The Women's Health Resource. On the web since 1997.

Researchers Hopeful About Breast Cancer Vaccine (dateline March 28, 2000)

A new study presented at the Advances in Human Breast and Prostate Cancer symposium in Lake Tahoe, Nevada revealed that certain proteins found on the surface of breast cancer cells could possibly be used to develop a vaccine against the disease. According to the researchers, a significant number of breast cancer patients express these proteins (called antigens) and could benefit from a vaccine. Eventually, researchers may be able to use antigen identification to help screen for and detect breast cancer.

Lead researcher Patrick C. Roche, PhD of the Mayo Clinic in Rochester, Minnesota believes his study could hold promise for breast cancer patients, particularly women with advanced breast cancer and those who do not respond well to chemotherapy. In the study, 217 breast cancer tissue samples were analyzed for certain cancer/testin (C/T) antigens: ESO-1, MAGE-1, and MAGE-3.

Though these antigens may be found in healthy tissues, they have also been identified in several cancer tissues, including melanoma and esophageal cancer. The results of the study revealed that at least one of the antigens was present in nearly 90% of the breast cancer samples. All three antigens were found in 29% of the breast cancer tissue samples.

Immunotherapy, which involves treating a disease by enhancing an immune response, has not received much attention as a possible breast cancer treatment, according to Dr.
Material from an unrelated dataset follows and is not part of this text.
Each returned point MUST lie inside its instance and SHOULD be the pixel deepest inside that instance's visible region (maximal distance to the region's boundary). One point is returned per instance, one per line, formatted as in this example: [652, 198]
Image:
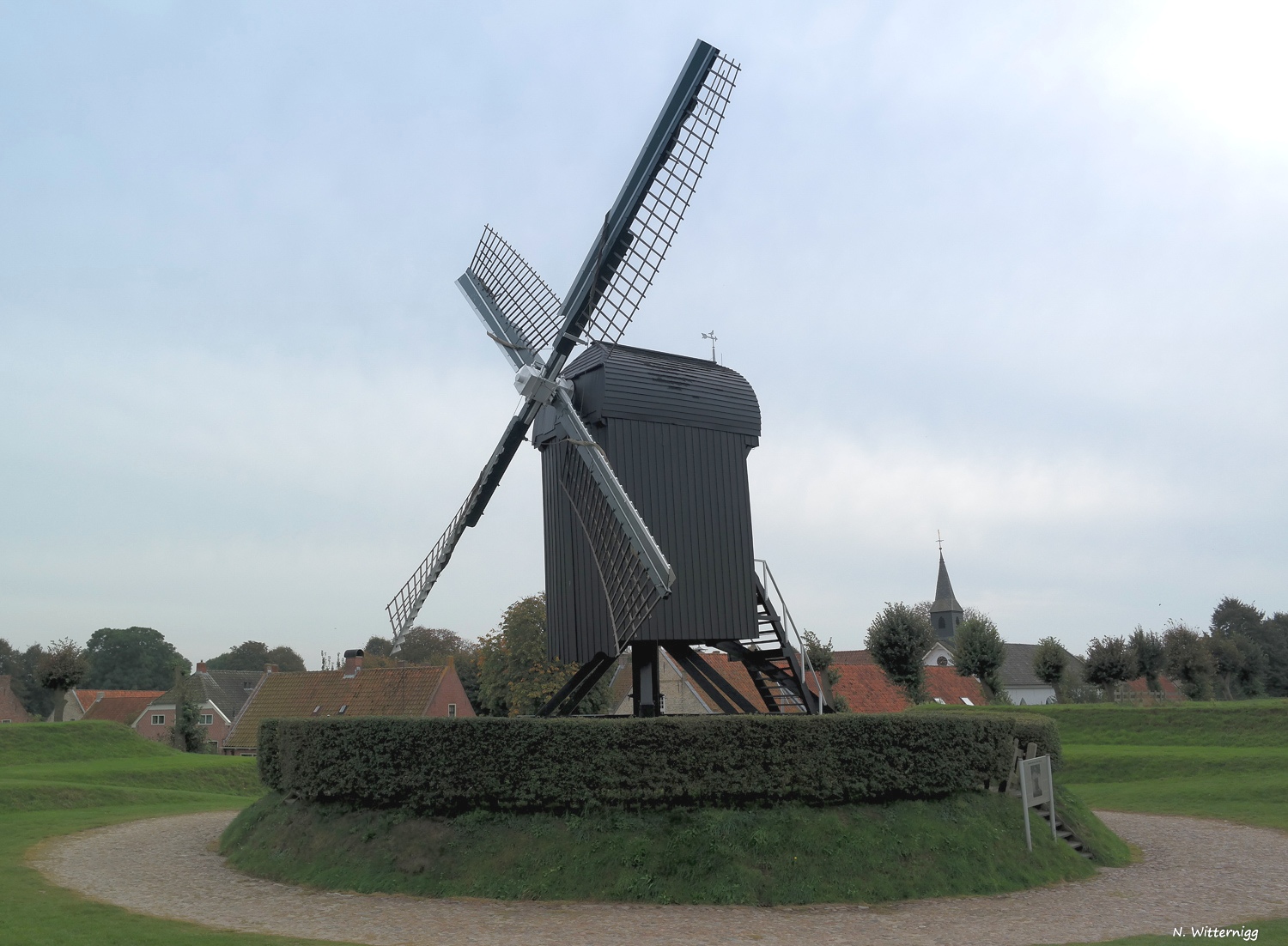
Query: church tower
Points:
[945, 614]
Roche, since chemotherapy has become an accepted treatment. However, some patients do not respond well to chemotherapy (or experience harsh side effects) and may benefit from a vaccine treatment.

Though the study is promising, at the moment, the idea for a breast cancer vaccine is theoretical and could take 10 years or longer to fully develop. Extensive research is still needed before a vaccine can be created, and at that point, the vaccine must be tested multiple times in studies with animals and eventually humans. Though they are only at the start of their investigation, the researchers are optimistic. Paul Lindholm, MD of the Medical College of Wisconsin in Milwaukee says there may indeed be "a future prospect of immunotherapy [for breast cancer]."

For some time, researchers have been trying to develop a vaccine that involves using the MAGE (melanoma antigen) in patients with melanoma, a type of skin cancer. Vaccines work by introducing the body to specific antigens (the same antigens that are present in the diseased cells). When the vaccine is injected, the immune system recognizes that these antigens are foreign substances and alerts its own cells (T-cells). T-cells then attack the cancer cells because they now recognize foreign substances in them. Without a vaccine, the immune system does not recognize that the antigens on the cancer cells are foreign and will not launch an attack.